Indications are that the hotel industry – after going into a slump due to oversupply after gearing up for the 2010 Soccer World Cup – would, during 2013, start recovering from the “delayed hangover effect”
So said Nicolette Kruger, country manager at NFS Technology, a leading worldwide provider of software solutions for the hotel industry, including conference meeting, venue management, events, catering and resources management software.
“At the end of the day the ramping up of accommodation ahead of the World Cup Soccer led to an oversupply of beds – something that happens to all countries who are hosts of the popular event. But, in South Africa’s case, we were hit by a double whammy. Besides building up an over-supply of hotel, guest house and bed and breakfast accommodation, the lingering effects of a global financial recession, which started in 2008, made the recovery that much more difficult.”
Another player in the market who is optimistic is JSE-listed Hospitality Property Fund (HPA,HPB), which invests in hotel and leisure properties. Speaking to the press recently – at the IPD Property Conference – CEO Andrew Rogers said that while the sector had been through a “tough time”, he believed it had “turned the corner and already the early indicators are that the market has recovered”.

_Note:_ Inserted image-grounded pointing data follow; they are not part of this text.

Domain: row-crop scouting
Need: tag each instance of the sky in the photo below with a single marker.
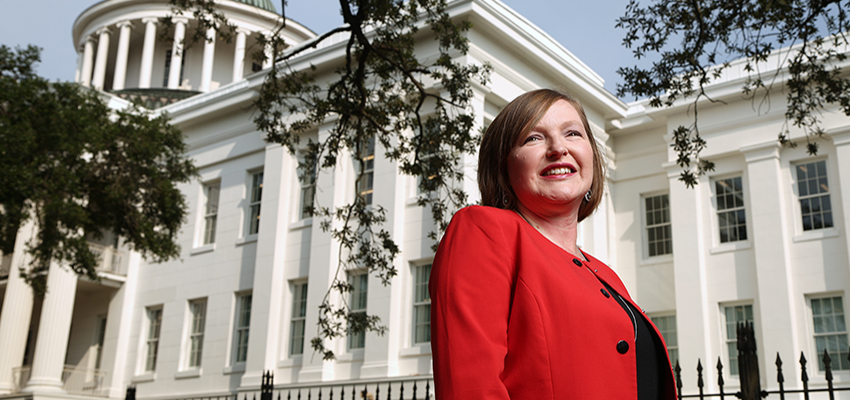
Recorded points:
(584, 28)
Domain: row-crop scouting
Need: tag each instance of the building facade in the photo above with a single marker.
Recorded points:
(761, 239)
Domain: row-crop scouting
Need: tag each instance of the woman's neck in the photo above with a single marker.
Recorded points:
(560, 229)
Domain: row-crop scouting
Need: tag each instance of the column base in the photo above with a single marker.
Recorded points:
(44, 386)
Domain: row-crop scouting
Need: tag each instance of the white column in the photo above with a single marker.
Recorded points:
(771, 240)
(102, 57)
(209, 57)
(841, 139)
(270, 285)
(120, 77)
(146, 68)
(177, 53)
(690, 271)
(54, 329)
(239, 54)
(88, 61)
(16, 312)
(269, 54)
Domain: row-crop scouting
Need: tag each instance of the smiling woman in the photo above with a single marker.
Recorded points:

He concurred with Kruger, saying that the ramp up in accommodation – due to the excitement over the 2010 Soccer World Cup – had led to an oversupply, which had ultimately created lower occupancy figures.
According to professional services firm PwC, occupancies in the industry reached a low of 53% in 2011, compared with 72% in 2007.
PwC projects that by 2017, average hotel occupancies in South Africa will have increased to 68.7% from 56.5% in 2012, while average room rates will have grown 5.4% compounded annually to R936 in 2017 from R718 in 2012.
Hospitality Property Fund’s portfolio comprises 27 hotel and leisure properties. The fund’s portfolio is valued at about R4.5bn while its market capitalisation is R3bn.